Tratto da Angela Frulli Antiocchieno, Mestieri da donna. Le italiane al lavoro tra ‘800 e ‘900, Venezia, 2002.
Le filande erano opifici importanti in cui i bozzoli del baco da seta venivano trasformati in matassa di seta. Gli stabilimenti erano collocati in vari comuni settentrionali. Le filande rappresentavano l’unica possibile realtà occupazionale per molte donne ed in esse trovavano lavoro, di regola, anche bambine di circa dodici anni. Le operaie di una filanda dette filandale avevano compiti diversi ed erano, pertanto, suddivise in tre categorie: batusèti, tacarèni, filèri.
Le prime erano bambine inesperte, al primo lavoro, che avevano il compito di immergere i bozzoli in vasche piene di acqua bollente e, con l’ausilio di una piccola spazzola, trovare il filo iniziale del bozzolo, per poi darlo alle filèri. Queste dovevano inserire i numerosi fili di seta nelle filiere, sorvegliando che tutto procedesse nel migliore dei modi. Le filèri erano poi aiutate dalle tacarèni, che avevano il compito più arduo, cioè quello di riannodare i capi in fretta e con mani esperte quando, durante il passaggio nelle filiere, i fili si rompevano.
Se il lavoro riusciva male, si applicava una sospensione che andava da due, a tre a otto giorni, a seconda della gravità del danno. Si trattava di una punizione molto dura per le povere operaie, specialmente per le madri che avevano una famiglia da mantenere o da aiutare. II salario oscillava da 45 a 90 centesimi al giorno, a seconda dell’abilità e dell’anzianità delle operaie; per le aiutanti invece, era di 40-45 centesimi; le bambine con meno di dodici anni prendevano 20 centesimi e lavoravano solo mezza giornata. Queste ultime, durante i rari controlli da parte delle autorità competenti, venivano nascoste e minacciate di licenziamento in caso di lamentela.
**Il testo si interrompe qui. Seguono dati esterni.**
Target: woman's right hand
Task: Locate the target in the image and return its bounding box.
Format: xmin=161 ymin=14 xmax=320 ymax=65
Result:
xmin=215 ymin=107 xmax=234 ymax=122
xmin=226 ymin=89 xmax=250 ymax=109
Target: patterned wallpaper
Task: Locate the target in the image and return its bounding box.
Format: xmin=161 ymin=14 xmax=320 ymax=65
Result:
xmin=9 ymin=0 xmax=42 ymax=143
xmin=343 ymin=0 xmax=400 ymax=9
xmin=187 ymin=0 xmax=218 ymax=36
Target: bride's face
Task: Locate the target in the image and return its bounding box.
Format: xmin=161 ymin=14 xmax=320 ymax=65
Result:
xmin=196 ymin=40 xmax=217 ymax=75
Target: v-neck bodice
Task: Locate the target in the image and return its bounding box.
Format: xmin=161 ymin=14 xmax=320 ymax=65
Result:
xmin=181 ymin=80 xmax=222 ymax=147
Poiché il lavoro in filanda poteva essere svolto da individui senza alcuna preparazione, i proprietari delle filande trovavano facilmente personale da inserire, e la sostituzione di un operaio poteva avvenire, senza particolari difficoltà. Per le filandale, pertanto, il pericolo di perdere il posto era alto e reale, l’instabilità era una situazione sentita, che poteva comportare il venir meno di un salario già misero, ma da cui dipendeva la sussistenza di alcune famiglie.
Le condizioni lavorative si caratterizzavano, oltre che per i bassi salari, per una situazione igienica scadente e per estenuanti orari di lavoro: tutti gli operai addetti alla torcitura della seta, di qualunque età e sesso, lavoravano quasi sempre nei mesi di giugno, luglio, agosto, settembre e molti anche in ottobre, mentre le ore di lavoro variavano, a seconda dei mesi e della richiesta di seta, dalle 11 alle 14 ore e mezza al giorno. Le operaie erano costrette a lavorare in un ambiente afoso, a circa 50 gradi di temperatura. L’aria era carica di un vapore nauseabondo, che tendeva a trasformare l’ambiente in una sorta di stufa permanente; le finestre dovevano rimanere chiuse, per evitare che l’aria spostasse il filo di seta negli aspi e per mantenere un’umidità costante, necessaria a filare la seta. L’ambiente risultava, quindi, costantemente immerso in una nebbia calda, certamente non benefica per la salute delle lavoratrici.
Da una lettera al Prefetto di Meldola del Settembre 1893 si legge che le donne della zona:
“si occupano esclusivamente nell’industria della trattura e filatura della seta. Da tale lavoro le famiglie operaie nostre traggono sufficiente vantaggio economico, ma purtroppo le condizioni in cui si compie, influisce ad alterare lo stato di salute delle nostre classi povere. L’eccessivo calore, l’atmosfera sempre umida, il dovere esercitare le mani sempre nell’acqua quasi bollente, l’immobilità per 12 ore, sono tutte cause, onde abbiasi a danneggiare la salute di quelle operaie e più ancora quella dei loro nati giacché molte di esse seguitano a lavorare fino a che giungono agli ultimi giorni di gestazione.
Da una relazione presentata all’Esposizione Internazionale Operaia di Milano nel 1894, si legge di una indagine svolta a Cremona da parte della Camera del Lavoro della città sulle condizioni igienico sanitarie delle filande. In essa venne evidenziato come l’ambiente malsano ed il genere di lavoro, l’assenza di precauzioni igieniche, i contatti tra individui ammalati ai primi stadi ed individui con organismi debilitati ed esauriti per cattiva alimentazione, favorivano il contagio e la diffusione di malattie quali la tubercolosi. Lo sfruttamento di questa mano d’opera era, inoltre, facilitato dalla scarsa organizzazione sindacale a tutela del lavoro femminile.